Westshore is Canada’s busiest coal export terminal, handling more than 33 million tonnes of coal annually, but it also plans to handle potash from Saskatchewan
westshore terminals 1969
A 1969 photograph of a bucket wheel reclaimer operating at the Roberts Bank coal terminal during its construction.

Delta’s coal port officially opened at Roberts Bank on June 15, 1970.

It was an exciting time as thousands attended the ceremony including special guests Prime Minister Pierre Trudeau and B.C Social Credit Premier W.A.C Bennett.

The 55-acre bulk loading facility, referred to as the Roberts Bank superport, had an estimated cost of $9 million.

Operated by Westshore Terminals, a wholly-owned subsidiary of Kaiser Resources, the port was one of the largest deep sea facilities in the world.

The first clanging, whistling trainload carrying a load of coal had arrived at Westshore Terminals two months earlier, carrying a shipment from Sparwood, B.C. destined for Japan.

Accepting the coal, the first ship to sail out of the port was named Snow White.

Mayor Dugald Morrison was on hand for the grand opening, calling it a great day for Deltans.

“The additional industries and employment resulting could change the whole face of Delta.
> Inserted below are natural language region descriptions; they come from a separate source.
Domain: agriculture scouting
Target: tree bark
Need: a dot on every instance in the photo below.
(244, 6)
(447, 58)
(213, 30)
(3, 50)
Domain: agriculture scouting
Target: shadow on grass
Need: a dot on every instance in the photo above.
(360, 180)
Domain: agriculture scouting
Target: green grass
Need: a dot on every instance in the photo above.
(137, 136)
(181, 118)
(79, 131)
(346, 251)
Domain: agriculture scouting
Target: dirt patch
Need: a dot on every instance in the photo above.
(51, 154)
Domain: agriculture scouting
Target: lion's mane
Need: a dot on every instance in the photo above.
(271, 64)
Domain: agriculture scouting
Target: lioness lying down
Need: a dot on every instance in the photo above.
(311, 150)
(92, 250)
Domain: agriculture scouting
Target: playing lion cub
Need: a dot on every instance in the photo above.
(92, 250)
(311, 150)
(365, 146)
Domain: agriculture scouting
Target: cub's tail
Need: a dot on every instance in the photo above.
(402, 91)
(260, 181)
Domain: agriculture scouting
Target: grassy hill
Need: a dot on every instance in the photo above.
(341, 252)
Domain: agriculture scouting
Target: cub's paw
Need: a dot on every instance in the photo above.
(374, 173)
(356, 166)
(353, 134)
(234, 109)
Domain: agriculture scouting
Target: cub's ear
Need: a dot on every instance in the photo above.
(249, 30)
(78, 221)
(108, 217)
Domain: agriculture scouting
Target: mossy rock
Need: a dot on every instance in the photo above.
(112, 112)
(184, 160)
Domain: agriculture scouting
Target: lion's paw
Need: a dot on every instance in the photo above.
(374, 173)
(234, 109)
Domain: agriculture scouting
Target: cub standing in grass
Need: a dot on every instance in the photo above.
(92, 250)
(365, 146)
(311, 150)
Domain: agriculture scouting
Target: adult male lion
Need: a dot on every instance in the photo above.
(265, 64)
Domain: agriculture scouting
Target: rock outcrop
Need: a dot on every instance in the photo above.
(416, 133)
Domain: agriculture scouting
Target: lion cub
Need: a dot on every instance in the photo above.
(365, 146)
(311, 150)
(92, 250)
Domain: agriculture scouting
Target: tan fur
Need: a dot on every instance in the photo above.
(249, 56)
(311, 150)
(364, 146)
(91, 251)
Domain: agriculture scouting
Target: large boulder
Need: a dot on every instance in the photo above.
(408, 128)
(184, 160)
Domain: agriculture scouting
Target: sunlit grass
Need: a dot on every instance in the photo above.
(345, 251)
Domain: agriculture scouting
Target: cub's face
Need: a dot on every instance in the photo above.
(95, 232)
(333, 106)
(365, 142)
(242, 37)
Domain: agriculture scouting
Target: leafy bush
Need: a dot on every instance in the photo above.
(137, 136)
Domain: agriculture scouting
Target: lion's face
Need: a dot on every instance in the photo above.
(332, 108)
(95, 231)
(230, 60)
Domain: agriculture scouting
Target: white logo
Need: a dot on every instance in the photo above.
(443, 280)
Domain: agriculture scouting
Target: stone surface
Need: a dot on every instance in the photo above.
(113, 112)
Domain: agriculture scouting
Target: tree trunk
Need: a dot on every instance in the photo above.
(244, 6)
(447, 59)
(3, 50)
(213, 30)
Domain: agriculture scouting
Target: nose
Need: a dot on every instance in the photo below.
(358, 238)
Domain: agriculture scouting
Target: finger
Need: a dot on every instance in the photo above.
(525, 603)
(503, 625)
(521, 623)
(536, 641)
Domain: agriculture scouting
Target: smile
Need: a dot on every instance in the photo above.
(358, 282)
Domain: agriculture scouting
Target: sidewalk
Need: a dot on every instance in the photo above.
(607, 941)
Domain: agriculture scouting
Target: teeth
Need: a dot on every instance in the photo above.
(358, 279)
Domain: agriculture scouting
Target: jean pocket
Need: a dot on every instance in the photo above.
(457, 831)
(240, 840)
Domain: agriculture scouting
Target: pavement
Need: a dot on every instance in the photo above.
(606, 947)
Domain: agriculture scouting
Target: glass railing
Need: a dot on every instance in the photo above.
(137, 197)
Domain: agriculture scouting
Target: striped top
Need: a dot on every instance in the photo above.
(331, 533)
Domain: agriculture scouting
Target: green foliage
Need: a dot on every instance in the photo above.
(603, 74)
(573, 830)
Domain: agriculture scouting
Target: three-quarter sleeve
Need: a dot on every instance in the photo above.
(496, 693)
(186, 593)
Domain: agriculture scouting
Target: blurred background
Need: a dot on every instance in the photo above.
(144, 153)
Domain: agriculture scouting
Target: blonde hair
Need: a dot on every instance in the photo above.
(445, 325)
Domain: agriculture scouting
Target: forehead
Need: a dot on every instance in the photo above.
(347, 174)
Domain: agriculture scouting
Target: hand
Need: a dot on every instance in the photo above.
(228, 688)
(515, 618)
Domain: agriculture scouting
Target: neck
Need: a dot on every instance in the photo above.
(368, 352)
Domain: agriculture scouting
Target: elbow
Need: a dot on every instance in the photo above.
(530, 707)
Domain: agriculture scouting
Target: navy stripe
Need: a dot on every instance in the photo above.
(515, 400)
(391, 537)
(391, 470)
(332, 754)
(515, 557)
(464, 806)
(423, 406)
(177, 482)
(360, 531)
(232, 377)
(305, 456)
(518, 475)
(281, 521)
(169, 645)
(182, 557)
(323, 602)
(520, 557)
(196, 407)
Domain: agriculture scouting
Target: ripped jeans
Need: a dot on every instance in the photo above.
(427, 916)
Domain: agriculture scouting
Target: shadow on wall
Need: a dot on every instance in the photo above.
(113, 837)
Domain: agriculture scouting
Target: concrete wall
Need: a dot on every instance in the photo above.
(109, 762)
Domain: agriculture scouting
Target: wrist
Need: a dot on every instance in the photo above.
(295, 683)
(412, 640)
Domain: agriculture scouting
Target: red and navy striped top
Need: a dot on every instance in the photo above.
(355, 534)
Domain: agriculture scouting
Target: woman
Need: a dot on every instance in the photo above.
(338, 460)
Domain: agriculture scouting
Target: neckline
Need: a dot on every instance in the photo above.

We have a very bright future,” Morrison said.

The Delta Optimist reported that despite water spraying, a large cloud of dust arose when coal was dumped from the first rail car, forcing spectators to stand aside.

Commenting on concerns about pollution, Morrison said “We will be watching it very closely.”
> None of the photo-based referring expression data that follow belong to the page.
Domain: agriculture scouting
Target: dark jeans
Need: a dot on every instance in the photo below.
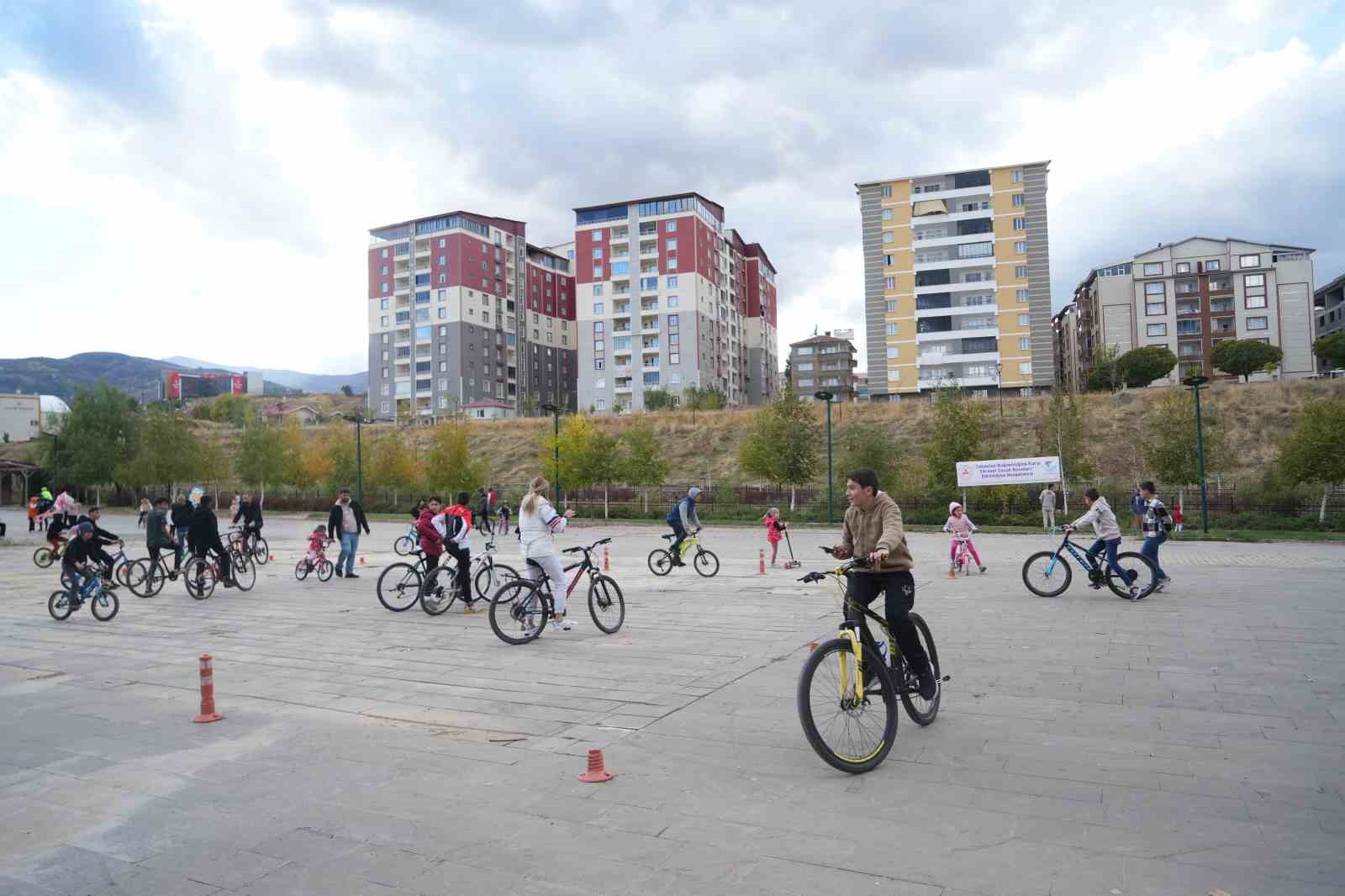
(463, 557)
(677, 542)
(1111, 556)
(900, 589)
(1150, 551)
Five decades later, Westshore Terminals, now controlled by the Jim Pattison Group, continues to operate 24 hours a day, seven days a week, and remains the largest dry bulk terminal on the west coast of the Americas.

In 1980, senior governments signed a $50 million pact to expand the coal port.
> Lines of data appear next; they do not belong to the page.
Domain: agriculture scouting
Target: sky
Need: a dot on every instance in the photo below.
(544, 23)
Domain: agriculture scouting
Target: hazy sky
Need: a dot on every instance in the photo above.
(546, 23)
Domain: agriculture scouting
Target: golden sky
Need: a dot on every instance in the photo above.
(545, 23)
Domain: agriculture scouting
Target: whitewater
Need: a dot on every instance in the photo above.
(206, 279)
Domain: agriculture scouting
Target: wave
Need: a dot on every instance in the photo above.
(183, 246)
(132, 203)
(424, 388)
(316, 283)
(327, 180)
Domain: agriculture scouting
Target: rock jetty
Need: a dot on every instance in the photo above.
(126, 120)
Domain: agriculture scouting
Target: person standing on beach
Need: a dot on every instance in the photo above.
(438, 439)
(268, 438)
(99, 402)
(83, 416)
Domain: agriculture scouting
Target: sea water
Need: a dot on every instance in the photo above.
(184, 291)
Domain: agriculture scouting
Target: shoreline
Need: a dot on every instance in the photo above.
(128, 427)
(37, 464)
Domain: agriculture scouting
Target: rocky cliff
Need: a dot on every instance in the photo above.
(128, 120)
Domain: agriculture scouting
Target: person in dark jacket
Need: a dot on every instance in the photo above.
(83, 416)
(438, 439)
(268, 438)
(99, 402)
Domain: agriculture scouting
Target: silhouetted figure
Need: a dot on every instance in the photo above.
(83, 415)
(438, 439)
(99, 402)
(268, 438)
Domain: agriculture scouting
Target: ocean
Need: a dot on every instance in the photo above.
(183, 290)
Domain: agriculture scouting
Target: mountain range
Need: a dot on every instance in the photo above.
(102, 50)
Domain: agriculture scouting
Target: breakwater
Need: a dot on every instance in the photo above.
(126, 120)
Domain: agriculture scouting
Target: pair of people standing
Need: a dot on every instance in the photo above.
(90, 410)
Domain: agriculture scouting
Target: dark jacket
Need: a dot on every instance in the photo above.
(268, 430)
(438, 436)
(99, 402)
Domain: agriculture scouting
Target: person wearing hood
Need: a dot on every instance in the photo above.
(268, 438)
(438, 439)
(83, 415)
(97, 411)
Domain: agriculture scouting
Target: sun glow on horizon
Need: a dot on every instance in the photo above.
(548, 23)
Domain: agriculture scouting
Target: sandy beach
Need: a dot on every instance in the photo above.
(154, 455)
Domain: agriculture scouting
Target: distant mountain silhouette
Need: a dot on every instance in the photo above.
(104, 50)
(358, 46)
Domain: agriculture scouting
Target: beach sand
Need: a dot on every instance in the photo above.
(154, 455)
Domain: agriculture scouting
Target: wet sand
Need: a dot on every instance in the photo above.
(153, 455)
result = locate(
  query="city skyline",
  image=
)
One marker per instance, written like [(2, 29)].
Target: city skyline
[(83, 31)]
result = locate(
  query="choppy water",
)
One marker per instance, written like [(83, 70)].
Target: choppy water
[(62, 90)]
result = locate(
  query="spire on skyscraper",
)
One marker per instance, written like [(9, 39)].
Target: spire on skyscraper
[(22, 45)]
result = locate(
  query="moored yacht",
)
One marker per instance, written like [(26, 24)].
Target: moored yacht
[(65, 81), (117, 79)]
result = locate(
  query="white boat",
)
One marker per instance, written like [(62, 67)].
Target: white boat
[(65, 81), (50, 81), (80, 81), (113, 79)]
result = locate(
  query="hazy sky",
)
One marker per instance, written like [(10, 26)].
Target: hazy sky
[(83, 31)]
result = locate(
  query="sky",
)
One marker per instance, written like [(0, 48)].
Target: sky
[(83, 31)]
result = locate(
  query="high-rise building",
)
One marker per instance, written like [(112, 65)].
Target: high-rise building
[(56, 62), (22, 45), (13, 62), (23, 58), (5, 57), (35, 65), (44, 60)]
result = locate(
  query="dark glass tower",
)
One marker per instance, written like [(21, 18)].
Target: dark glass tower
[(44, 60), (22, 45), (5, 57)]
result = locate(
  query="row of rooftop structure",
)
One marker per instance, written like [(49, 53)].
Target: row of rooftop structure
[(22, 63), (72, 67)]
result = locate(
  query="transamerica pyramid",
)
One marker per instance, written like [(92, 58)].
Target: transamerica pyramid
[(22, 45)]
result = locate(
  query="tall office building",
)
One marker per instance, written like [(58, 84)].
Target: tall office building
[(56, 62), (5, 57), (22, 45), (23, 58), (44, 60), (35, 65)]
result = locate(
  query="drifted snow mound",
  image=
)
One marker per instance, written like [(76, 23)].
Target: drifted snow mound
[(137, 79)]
A year earlier, an expansion proposal had been quashed due to environmental concerns, prompting a revised proposal designed to minimize environmental impacts.

Westshore a few years ago also undertook a $275 million facility upgrade within the existing footprint.

The facility now ships steel making (metallurgical) and energy (thermal) coal to over 20 countries worldwide.

It handles coal from mines in B.C., Alberta as well the north western United States.

It currently handles 33 million tonnes of coal annually.

Westshore this summer announced it reached an agreement with BHP Canada Inc., a subsidiary of BHP Group, to provide port services to BHP’s proposed Jansen Potash Mine in Saskatchewan.

Westshore is designing and will construct the infrastructure to handle the potash, including a potash dumper, storage building and associated conveying systems.

In addition, certain existing infrastructure at Westshore’s terminal will be modified to support handling the product.

BHP will substantially fund the construction, with Westshore responsible for construction costs in excess of the agreed budget. 

Westshore says it will also contribute up to an aggregate $33 million to costs related to specific infrastructure or unexpected permitting conditions.